Sorti vainqueur du prétoire, Cheval réalise ses propres cartes postales.





La carte postale illicite réalisée par Charvat montrant le Palais du facteur Cheval



La personne qui invoque une atteinte à son image doit être parfaitement reconnaissable sur l’image : Doisneau et le baiser volé


En 1950, le photographe Robert Doisneau fournit au magazine américain Life un cliché représentant un couple d’amoureux s’embrassant devant l’hôtel de ville de Paris. En 1988, Télérama publie à son tour le cliché devenu célèbre.


L’amoureuse, Françoise B., ancienne comédienne, se reconnaît et produit un tirage d’époque que lui a offert Doisneau. Elle donne le nom de son ami d’alors, lui aussi comédien. Il apparaît que le cliché a été pris lors d’une pose parfaitement orchestrée et non à la volée. Un autre couple, les L., prétend être en réalité le couple du cliché, photographié à son insu, et assigne Doisneau, lui réclamant 500 000 francs pour atteinte à leur image. Dans le même temps, Françoise B. attaque également Doisneau, car il y a eu des produits dérivés, et elle voudrait une part des recettes !


Doisneau gagne ces deux procès, avec des arguments imparables : la femme sur la photo n’est pas reconnaissable, et il ne saurait donc y avoir d’atteinte à son image. De plus, la photo n’a pas été prise à l’insu des protagonistes puisqu’il s’agissait d’une pose organisée et qu’il n’y a pas eu d’instantané.


 


L’image ne doit pas choquer la pudeur : les fesses nues de Polnareff


En 1972, le chanteur Michel Polnareff annonce son spectacle à L’Olympia par une affiche qui dévoile ses fesses.


Le parquet le poursuit pour attentat à la pudeur. Le tribunal correctionnel de Paris le condamne en 1973 à une amende de 10 francs par affiche visible : 6 000 affiches ont été posées !


 


La photo de Michel Polnareff, prise par Tony Frank, affichée 6 000 fois en 1972, entraînant la condamnation à
60 000 francs d'amende (correspondant, compte-tenu de l'érosion monétaire, à 53 900 euros)

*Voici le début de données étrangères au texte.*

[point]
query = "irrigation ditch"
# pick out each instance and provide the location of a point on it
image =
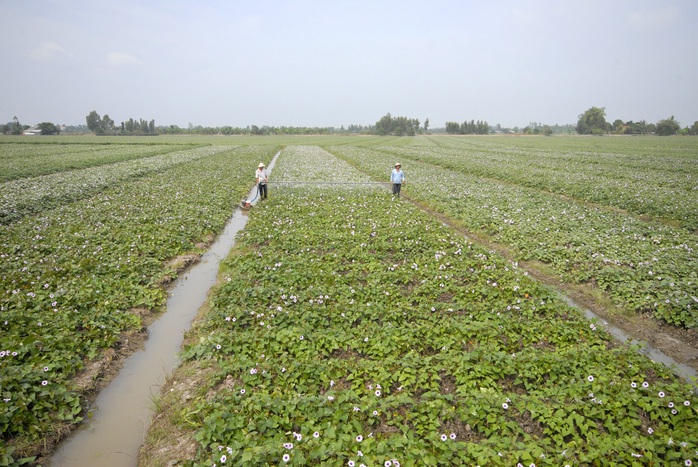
(122, 411)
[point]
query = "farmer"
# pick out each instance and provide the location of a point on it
(397, 177)
(262, 179)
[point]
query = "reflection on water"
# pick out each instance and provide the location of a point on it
(123, 409)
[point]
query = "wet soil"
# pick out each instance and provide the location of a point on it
(678, 343)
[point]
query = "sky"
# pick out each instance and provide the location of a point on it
(321, 63)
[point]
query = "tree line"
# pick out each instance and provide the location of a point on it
(468, 128)
(593, 122)
(400, 126)
(106, 126)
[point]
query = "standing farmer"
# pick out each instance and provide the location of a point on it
(397, 177)
(262, 179)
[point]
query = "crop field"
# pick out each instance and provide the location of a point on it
(349, 327)
(84, 256)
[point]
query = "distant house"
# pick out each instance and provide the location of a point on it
(32, 130)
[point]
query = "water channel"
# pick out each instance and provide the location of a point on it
(122, 410)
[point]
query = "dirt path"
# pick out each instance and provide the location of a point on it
(678, 343)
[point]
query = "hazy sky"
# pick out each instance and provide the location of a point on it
(336, 62)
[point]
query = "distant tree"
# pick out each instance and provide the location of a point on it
(48, 128)
(618, 126)
(94, 121)
(452, 128)
(693, 130)
(667, 127)
(592, 122)
(16, 128)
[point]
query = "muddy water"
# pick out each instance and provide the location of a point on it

Les mœurs évoluent : Myriam enlève le haut puis… le bas


En 1981, l’afficheur Avenir décide de lancer une campagne qualifiée d’aguicheuse pour relancer le marché des annonceurs publicitaires, et confie sa réalisation au photographe Jean-François Jonvelle qui photographie son ancienne amie, Myriam S.,
en trois épisodes : habillée, elle annonce qu’elle va enlever le haut, seins nus elle annonce qu’elle va retirer le bas, et elle apparaît finalement nue, de dos, montrant ses fesses.


Cette campagne suscite bien des polémiques, mais le sourire l’emporte et aucune poursuite n’est intentée.